Technology has immortality, cures for the worlds devastating diseases, quantum computing and a host of other science fiction notions in its grasp. Current trends in a number of areas indicate that over the next 10 years many of these technologies will come to fruition. "The Next 10 Years" tracks the trends that will transform our everyday lives in almost unimaginable ways.

Sunday, April 02, 2006

Composing Music Using Apple Computer's GarageBand Software - New York Times: "The title is 'Eventide,' meant to evoke not some ye olde troubadour's serenade but the trademark I glimpsed on a fearsome-looking piece of sound reinforcement equipment backstage at a Ted Nugent concert. 'Eventide' is four blistering minutes and 31 seconds long; it features three electric guitars, electric bass, grand piano, electric piano, two string sections, synthesizer, drums, congas, bongos, tambourine and shaker. I think it's smashing, frankly — the old 'Avengers' theme smudged with the dark atmospherics of Sigur Ros.
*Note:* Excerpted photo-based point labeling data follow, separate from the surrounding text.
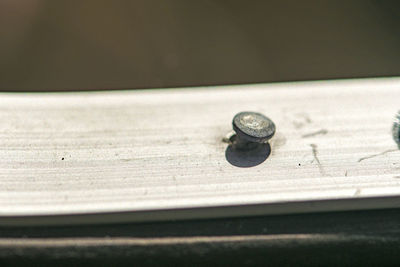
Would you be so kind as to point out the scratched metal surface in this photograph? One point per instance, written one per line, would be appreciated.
(129, 152)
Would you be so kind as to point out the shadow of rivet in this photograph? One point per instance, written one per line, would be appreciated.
(247, 158)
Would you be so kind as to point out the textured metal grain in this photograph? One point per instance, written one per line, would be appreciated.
(162, 150)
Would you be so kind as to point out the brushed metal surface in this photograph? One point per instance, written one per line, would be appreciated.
(159, 154)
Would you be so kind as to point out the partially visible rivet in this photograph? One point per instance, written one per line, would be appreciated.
(251, 129)
(396, 129)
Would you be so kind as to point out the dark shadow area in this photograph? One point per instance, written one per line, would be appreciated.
(92, 45)
(353, 238)
(247, 158)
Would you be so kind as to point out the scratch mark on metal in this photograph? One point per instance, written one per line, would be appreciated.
(376, 155)
(315, 155)
(322, 131)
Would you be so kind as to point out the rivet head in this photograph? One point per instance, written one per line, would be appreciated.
(252, 128)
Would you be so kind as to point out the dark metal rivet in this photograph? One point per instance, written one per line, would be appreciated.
(396, 129)
(251, 129)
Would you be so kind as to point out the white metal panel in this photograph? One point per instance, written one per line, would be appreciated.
(161, 151)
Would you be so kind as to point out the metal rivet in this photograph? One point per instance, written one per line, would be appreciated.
(251, 129)
(396, 129)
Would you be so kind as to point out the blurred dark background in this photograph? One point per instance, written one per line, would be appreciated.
(48, 45)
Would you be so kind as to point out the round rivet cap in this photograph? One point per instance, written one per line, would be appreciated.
(253, 127)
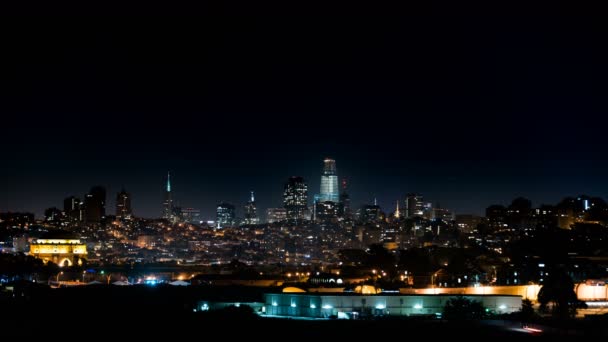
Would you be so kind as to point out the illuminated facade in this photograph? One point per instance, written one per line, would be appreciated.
(225, 215)
(95, 205)
(123, 206)
(414, 205)
(251, 212)
(276, 215)
(352, 306)
(329, 182)
(61, 249)
(168, 203)
(295, 198)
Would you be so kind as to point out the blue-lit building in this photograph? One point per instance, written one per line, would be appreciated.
(329, 182)
(347, 306)
(295, 198)
(225, 215)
There's just one thing: I didn't compose 'Eventide' any more than Ashlee Simpson sang 'Pieces of Me' on 'Saturday Night Live.' The song sprang from computer-sampled snippets of musical instruments that I stitched together using Apple Computer's GarageBand software. GarageBand is a denatured version of industry-standard recording software that allows amateurs to cobble together a song using nothing but the program's digital instruments. You preview the samples from a Chinese-menu-like array, drag them into a virtual mixing console, push them this way and that, and voilà! The software automatically renders the composition into a tidy audio file that can be posted to Web sites like MySpace.com, which teems with thousands of MP3 files from would-be Coldplays and Alicia Keyses."